Aproveitar o grande pé-direito e revesti-lo com placas de madeira foi uma das apostas para aquecer o ambiente, otimizar o espaço – que ganhou inúmeros armários – e prepará-lo para a decoração. “Desde o início pensamos juntos que a distribuição dos móveis e objetos teria de ser harmoniosa. Não queríamos paredes cheias de quadros alinhados. Nossa ideia era destacar as peças de valor afetivo em composições menos certinhas, usando não só armários, mas as paredes também”, conta Cláudia, que contou com muita paciência e testes para compor cada detalhe dos ambientes. “Quando saímos para escolher os móveis, ele sempre escolhia os mais coloridos. Então eu andava com uma amostra de cores sempre à mão para equilibrar”, diz.

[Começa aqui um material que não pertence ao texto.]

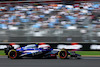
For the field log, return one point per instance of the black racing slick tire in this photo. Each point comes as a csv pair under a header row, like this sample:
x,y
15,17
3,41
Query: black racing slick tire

No andar de cima, onde fica a área íntima, a linguagem do piso inferior e das áreas externas também foi preservada. A suíte tem parede de tijolos, piso de parquet e composições de objetos pendentes ou fixados nas paredes. Já o closet, criado para também servir como área de trabalho, não escapou do colorido. “Na primeira visita da mãe ao apartamento pronto, ela falou: ‘está a cara do meu filho!’”, finaliza.